By Roderick Conway Morris
Nicholas Hilliard (1547-1619) was the first English-born artist to win fame both at home and in Europe. No less celebrated at that time was his most distinguished apprentice, born in Rouen but brought to London by Huguenot refugee parents at a tender age, Isaac Oliver (1565-1617).
John Donne wrote that ‘a hand, or eye/by Hilliard drawne, is worth a history/By a worse painter made’, and, as evidenced by Elizabethan Treasures: Miniatures by Hilliard and Oliver at the National Portrait Gallery – the first exhibition in Britain of its kind for over 35 years – curated by Catharine MacLeod, these two artists brought miniature painting to a peak of perfection that has never truly been surpassed.
During Hilliard’s and Oliver’s lifetimes, ‘limning’ was the usual word to describe the process used to create this new type of diminutive portrait, but the Italian ‘miniature’ was already gaining ground. Both derived from alternative Latin terms for illuminating manuscripts, ‘illuminare’ and ‘miniare’ respectively. The technique of painting in watercolour on vellum (calfskin), directly derived from Medieval manuscript illumination, was given a second lease of life as a medium of independent portraiture just as the arrival of printed books was spelling the end of manuscript illumination.
Much of the vibrancy of these pictures derives from the fact they were painted from life, which required a certain
savoir-faire on the part of artists painting royal and aristocratic patrons. Sittings could be accompanied, Hilliard suggested, by ‘discreet talk or reading, quiet mirth or music’, to ‘quicken the spirit both in drawer and in he who is drawn’. As many of these images were destined as love tokens, an essential task was to ‘catch those lovely graces, witty smilings, and those stolen glances which suddenly like lightning pass’. Although the artist must beware lest with pretty young sitters ‘the beauty of human shape… inflame the mind’.
Our vision of the great and the good of the Elizabethan and Jacobean epochs is substantially based on Hilliard’s and Oliver’s portraits. Their renowned sitters are arrayed before us in this dazzling exhibition: among them HM Elizabeth I, Mary, Queen of Scots, Sir Francis Drake, Sir Walter Raleigh, the Earl of Leicester, the Earl of Essex and Shakespeare’s patron, the Earl of Southampton. Ironically, despite Donne’s fulsome praise of Hilliard in verse, none of the latter’s miniatures of the poet survive – but he is depicted here in an exquisite work by Oliver.
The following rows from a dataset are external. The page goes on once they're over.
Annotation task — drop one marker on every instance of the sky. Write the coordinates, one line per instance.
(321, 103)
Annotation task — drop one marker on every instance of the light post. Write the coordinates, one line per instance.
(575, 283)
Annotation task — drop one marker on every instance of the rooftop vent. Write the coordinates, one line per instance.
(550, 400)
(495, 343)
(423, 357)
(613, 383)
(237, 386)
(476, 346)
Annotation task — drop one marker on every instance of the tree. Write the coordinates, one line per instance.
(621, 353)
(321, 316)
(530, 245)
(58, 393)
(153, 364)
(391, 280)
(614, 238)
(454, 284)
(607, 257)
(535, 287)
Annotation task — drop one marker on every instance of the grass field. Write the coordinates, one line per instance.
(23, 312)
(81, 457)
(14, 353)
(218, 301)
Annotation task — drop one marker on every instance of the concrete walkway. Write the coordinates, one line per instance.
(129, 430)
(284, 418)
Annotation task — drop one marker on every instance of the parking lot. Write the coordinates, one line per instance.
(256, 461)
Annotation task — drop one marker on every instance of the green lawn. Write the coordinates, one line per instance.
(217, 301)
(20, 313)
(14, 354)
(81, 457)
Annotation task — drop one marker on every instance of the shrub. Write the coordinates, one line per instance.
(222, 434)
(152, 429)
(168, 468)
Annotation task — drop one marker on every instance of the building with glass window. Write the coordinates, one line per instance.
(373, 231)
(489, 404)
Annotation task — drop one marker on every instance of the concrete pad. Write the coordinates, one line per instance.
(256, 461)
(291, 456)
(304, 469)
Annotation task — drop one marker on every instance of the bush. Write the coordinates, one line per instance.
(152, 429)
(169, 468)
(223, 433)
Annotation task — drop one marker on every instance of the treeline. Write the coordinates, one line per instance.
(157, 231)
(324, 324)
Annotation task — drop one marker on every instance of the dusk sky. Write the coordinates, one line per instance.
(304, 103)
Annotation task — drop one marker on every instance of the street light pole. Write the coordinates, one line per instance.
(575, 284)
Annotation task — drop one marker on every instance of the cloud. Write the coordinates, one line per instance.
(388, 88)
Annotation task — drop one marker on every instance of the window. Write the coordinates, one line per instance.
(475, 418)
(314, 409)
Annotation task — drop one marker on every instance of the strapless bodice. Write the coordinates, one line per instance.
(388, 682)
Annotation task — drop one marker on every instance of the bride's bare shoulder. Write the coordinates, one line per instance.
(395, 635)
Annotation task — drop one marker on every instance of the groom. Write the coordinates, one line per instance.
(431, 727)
The 18th-century aesthete and collector Horace Walpole provocatively suggested that Hilliard’s greatest contribution was to have trained Oliver, who had a far greater knowledge of measured perspective and Italian and Netherlandish art. Oliver’s later works here, incorporating wonderful landscapes, reveal he did indeed outstrip his master, and it is a tragedy the younger artist died first.